Five Ways to Work on Your Book without Actually Writing

BY HANNAH GUY • February 10, 2022

Five Ways to Work on Your Book without Actually Writing

When most people think about a writer, they imagine the stereotypical picture of a person hunched over a computer or notebook, scribbling or typing furiously, surrounded by mountains of research and sticky notes.

Writers, of course, know better.

While we may be writing furiously or surrounded by notes and other research chaos, writers and authors are often working on books when no one else realizes it. In fact, what many might assume is a writer slacking off or napping could potentially be an intense period of deep thought, plotting, developing characters, and even coming up with new and original works.

If you have writer’s block or just need to step away from your desk, here are a few ways you can work on your book without actually writing.

Stare out the window.

This, unsurprisingly, is when writers and authors are deep in thought. We may appear to be looking intently out the window, perhaps at the neighbor’s dog or a particularly lovely bit of shrubbery. But in fact, we are likely mulling over or unraveling some tangled thread of thought. Warn your loved ones: if there is impatient tapping of a pen or a foot, or an intense look, do not interrupt—especially if we are looking for an exact word and we just can’t quite remember what it is. Anyone who chases us off that thread might get bitten. Proceed with caution.

Go for a walk.

A walk can help writers and authors keep their bodies moving, which is a method for some of us to get the words flowing. What looks to others like a leisurely walk can in fact be a deep brainstorming session. I once went for a one-hour walk while mulling over a book idea, poking around plot and whatnot, only to eventually arrive home thinking, Oh, where did the time go? Make sure you are aware of your surroundings, especially if you are walking anywhere near cars.

Wash dishes.

This one, at least in my experience, isn’t limited to washing dishes. This extends to most chores, and the more mundane and repetitive, the better. There’s something to the idea that keeping your hands busy leaves your brain free to focus on other things. So while friends and family simply see a writer raking leaves, there is a good chance that the writer is busy mentally editing and revising their book. Or if they’re feeling extra naughty and sneaky, they’re thinking of a new one that they’re not supposed to be working on. Whatever it is, any repetitive manual task for your hands usually leaves your brain free to wander—and it’s almost worth it to do your chores.

Take a shower.

This is a tricky one for writers. Showers can be a wonderfully relaxing experience with the heat, the steam, the water. It’s great for brainstorming. The downfall of the shower magic is that writers don’t have access to their computer or a notepad in the shower. Nope, you just stand there dripping wet and either bolt for your phone to record your notes or pray that the solution to your gnarly plot mess doesn’t go flitting out of your brain while you dry off.

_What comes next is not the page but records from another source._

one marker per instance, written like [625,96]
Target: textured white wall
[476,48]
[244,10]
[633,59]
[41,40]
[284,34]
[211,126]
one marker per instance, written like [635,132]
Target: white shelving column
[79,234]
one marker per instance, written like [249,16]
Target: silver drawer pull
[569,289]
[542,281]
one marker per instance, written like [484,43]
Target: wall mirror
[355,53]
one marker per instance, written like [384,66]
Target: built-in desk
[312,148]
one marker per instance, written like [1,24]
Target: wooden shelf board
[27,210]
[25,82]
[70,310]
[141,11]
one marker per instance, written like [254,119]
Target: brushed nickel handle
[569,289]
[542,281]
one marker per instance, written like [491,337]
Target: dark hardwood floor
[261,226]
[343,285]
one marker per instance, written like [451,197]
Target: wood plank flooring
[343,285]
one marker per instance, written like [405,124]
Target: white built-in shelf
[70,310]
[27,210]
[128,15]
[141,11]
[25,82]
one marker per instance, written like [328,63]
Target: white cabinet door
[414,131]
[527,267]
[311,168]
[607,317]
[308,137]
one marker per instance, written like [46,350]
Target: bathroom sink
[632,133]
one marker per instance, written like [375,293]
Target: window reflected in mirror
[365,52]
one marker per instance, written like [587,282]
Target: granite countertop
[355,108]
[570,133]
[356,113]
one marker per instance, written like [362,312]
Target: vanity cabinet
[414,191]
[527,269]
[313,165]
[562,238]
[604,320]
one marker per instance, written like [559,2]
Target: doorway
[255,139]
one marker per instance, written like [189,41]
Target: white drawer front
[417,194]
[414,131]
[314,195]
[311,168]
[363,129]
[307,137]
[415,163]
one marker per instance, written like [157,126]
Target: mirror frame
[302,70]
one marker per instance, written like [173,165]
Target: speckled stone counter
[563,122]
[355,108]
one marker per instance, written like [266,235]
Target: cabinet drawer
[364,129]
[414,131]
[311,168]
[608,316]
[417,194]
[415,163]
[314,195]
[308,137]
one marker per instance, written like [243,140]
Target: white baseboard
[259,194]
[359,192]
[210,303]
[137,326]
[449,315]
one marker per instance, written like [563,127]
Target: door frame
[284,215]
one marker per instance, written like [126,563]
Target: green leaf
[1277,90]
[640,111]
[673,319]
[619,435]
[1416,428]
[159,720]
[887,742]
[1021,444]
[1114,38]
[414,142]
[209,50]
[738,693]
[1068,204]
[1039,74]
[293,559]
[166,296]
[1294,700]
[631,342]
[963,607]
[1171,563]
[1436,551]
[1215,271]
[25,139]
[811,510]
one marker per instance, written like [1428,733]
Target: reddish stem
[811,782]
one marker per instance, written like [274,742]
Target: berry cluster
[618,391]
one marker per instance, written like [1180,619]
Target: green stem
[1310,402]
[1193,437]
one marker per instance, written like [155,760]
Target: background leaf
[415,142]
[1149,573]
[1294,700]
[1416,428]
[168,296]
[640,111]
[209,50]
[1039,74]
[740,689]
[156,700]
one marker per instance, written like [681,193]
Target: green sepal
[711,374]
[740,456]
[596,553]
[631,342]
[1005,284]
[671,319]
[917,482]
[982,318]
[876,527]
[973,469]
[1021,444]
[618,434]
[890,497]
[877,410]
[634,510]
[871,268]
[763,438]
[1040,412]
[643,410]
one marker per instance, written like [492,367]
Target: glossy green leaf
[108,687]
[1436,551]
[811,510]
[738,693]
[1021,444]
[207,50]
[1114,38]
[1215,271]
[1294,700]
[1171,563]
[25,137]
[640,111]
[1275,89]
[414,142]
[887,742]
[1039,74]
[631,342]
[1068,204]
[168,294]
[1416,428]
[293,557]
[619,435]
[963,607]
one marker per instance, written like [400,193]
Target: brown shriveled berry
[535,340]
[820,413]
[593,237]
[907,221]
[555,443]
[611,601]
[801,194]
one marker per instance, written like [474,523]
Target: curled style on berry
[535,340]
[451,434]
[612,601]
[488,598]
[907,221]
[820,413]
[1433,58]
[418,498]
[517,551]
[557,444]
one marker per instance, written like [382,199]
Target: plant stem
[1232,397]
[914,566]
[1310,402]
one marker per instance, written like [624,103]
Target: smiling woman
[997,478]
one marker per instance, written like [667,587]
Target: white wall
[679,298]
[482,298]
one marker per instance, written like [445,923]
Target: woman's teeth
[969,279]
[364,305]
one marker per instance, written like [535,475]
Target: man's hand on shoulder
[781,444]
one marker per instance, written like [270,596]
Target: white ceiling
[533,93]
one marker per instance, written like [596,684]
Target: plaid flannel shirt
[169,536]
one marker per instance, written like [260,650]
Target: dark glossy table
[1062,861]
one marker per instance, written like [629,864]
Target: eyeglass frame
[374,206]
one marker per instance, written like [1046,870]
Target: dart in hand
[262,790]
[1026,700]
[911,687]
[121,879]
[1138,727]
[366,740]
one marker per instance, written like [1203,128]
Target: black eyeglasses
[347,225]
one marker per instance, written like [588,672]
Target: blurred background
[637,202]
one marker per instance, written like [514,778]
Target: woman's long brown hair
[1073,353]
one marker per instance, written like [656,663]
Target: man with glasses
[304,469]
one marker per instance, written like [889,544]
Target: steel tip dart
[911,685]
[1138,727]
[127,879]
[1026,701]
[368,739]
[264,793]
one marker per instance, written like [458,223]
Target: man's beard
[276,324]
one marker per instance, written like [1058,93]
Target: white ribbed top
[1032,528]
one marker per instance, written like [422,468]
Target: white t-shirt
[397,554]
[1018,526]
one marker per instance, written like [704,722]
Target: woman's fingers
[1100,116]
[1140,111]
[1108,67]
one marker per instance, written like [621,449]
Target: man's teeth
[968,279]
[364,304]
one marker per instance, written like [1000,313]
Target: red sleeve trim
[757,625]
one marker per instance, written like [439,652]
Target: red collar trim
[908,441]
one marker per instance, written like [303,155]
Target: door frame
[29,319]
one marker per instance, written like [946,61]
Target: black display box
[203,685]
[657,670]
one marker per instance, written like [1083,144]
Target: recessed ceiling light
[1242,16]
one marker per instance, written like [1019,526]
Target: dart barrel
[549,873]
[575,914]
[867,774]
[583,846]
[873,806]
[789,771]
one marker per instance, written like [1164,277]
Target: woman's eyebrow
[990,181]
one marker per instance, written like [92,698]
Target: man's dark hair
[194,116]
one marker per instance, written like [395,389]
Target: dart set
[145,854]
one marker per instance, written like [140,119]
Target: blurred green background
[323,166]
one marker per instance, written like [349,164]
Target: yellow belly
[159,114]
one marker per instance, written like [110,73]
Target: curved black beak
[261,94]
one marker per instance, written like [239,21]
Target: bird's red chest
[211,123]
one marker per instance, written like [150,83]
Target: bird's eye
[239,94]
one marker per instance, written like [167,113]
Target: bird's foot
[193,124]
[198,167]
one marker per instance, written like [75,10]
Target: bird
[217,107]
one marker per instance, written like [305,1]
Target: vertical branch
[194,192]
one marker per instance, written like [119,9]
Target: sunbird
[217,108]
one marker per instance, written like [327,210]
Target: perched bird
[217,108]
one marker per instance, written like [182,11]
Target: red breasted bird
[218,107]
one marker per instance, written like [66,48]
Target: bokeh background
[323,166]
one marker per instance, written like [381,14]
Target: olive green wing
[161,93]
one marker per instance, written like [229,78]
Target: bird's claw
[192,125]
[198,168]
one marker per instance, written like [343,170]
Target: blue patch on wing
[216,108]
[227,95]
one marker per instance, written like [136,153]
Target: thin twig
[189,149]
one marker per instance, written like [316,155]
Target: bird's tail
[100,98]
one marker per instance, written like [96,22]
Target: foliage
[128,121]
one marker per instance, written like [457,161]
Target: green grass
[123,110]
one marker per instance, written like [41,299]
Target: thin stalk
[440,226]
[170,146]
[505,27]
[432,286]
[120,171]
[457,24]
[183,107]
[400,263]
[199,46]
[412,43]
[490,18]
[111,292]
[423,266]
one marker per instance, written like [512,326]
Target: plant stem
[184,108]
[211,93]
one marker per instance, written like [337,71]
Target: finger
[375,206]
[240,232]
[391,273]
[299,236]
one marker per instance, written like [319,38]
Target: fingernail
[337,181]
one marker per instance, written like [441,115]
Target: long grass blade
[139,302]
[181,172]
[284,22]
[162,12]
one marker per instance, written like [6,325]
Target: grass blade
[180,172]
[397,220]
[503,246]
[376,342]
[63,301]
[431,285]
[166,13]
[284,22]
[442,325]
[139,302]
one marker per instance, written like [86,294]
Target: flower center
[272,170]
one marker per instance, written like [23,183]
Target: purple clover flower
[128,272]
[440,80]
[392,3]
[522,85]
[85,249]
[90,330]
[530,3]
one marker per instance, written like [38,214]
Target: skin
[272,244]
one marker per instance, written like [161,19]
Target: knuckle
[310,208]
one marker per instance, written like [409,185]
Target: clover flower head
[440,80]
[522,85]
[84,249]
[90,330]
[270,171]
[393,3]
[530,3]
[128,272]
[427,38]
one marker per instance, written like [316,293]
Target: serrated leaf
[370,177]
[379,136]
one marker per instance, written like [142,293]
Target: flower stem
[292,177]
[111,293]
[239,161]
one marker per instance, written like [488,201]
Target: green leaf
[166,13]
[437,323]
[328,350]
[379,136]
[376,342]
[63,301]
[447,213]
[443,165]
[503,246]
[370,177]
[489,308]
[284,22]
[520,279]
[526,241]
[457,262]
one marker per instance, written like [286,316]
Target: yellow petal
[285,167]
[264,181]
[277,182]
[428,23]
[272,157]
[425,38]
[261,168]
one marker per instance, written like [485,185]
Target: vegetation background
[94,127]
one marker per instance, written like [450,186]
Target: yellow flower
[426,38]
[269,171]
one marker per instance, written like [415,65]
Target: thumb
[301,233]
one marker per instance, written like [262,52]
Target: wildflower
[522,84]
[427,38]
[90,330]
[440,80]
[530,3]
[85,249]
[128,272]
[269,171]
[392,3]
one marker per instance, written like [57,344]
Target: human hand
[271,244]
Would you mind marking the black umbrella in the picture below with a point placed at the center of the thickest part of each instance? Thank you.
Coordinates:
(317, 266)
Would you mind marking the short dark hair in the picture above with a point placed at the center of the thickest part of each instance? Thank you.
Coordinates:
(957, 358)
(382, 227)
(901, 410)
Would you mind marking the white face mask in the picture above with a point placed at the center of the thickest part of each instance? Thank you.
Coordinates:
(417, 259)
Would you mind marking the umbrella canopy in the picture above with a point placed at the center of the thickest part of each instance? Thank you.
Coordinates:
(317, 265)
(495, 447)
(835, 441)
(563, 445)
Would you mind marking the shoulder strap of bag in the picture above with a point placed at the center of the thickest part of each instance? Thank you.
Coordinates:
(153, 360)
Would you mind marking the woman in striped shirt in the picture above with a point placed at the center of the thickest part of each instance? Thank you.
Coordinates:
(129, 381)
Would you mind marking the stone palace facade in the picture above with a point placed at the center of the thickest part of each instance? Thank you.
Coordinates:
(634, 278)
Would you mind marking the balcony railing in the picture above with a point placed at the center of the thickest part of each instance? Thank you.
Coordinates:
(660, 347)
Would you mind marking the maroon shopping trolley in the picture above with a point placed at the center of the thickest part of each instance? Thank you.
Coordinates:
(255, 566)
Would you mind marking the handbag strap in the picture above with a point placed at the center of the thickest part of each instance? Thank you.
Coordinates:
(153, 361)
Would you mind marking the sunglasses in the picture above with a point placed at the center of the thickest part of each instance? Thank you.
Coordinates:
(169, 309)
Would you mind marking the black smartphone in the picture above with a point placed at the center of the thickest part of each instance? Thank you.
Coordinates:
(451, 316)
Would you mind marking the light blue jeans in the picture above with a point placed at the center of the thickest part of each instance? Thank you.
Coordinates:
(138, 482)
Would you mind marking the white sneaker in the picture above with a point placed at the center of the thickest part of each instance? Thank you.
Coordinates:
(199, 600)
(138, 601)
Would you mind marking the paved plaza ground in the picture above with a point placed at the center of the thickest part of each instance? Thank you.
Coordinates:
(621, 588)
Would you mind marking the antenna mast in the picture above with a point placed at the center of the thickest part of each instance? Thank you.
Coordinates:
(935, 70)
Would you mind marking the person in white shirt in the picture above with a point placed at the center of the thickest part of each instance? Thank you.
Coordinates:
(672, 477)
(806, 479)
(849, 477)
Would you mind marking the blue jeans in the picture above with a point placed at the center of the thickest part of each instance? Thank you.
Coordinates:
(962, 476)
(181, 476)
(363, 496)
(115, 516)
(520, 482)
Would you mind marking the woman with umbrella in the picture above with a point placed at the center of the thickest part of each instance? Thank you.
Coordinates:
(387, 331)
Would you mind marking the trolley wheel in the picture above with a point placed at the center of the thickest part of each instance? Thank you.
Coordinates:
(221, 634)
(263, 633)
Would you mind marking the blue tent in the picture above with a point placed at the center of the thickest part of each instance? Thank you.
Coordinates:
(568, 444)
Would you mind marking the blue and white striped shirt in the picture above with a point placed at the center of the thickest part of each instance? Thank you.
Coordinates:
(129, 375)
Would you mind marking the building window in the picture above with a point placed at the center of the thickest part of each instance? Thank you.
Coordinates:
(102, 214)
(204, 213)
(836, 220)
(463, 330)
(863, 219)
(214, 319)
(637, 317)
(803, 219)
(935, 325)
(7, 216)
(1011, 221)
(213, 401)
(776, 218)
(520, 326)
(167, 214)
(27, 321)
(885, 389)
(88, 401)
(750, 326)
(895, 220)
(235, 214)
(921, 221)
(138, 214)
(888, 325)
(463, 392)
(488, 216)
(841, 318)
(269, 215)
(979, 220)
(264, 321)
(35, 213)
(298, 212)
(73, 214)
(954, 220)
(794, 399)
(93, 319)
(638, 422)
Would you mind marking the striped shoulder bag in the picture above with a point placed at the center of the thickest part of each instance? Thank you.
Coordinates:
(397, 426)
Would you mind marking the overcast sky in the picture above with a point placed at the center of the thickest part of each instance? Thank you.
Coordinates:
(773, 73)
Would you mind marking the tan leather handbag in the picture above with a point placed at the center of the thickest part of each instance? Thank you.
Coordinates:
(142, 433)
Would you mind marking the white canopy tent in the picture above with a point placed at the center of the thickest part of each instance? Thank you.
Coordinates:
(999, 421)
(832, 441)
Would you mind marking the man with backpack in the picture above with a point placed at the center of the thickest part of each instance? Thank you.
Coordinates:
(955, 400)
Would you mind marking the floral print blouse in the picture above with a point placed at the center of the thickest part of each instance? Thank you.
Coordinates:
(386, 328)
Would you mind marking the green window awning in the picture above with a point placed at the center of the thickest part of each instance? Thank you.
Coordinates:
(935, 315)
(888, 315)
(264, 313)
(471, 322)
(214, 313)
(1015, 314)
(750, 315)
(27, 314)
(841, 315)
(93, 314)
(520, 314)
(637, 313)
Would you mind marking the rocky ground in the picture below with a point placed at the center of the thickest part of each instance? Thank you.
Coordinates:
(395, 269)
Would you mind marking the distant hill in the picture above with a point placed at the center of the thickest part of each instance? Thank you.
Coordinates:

Jot down notes right before you fall asleep.

There is a particularly interesting phase of sleep called the hypnagogic state. Just as we fall asleep, we may hear music or voices, see strange images or flashes of light, or feel like we’re spinning or falling.

If you’re a writer, this is sometimes a really great time to get a flash of an incredible book idea or a nifty plot twist. But if you thought holding on to your ideas in the shower was hard, try it just as you’ve drifted off to sleep.

“I’ll remember it in the morning” usually fails. And for those of us stricken by flashes of insight often enough to keep a notepad or phone by the bed for notes, we face one of two challenges: jerking ourselves awake quickly enough to still have a grasp on the idea or, if note-taking is successful, deciphering our notes the next morning. Whether it’s terrible writing-in-the-dark scrawls or simply one or two infuriatingly vague words, there’s a good chance the notes you left for yourself may never be retrievable. I once woke to find I had scribbled the word “bags” on a notepad, and it haunts me to this day.

Writers can find inspiration and time to work almost anywhere. It’s one of the many gifts of our profession.

It’s not all just scribbling or typing desperately. It’s not always poring over books and notes. Because one of the best ways for a writer to work on their book is in their head. Our brains are our best computers, our favorite offices. And for most of us, writing is the absolute best kind of work—even when we're not actually writing.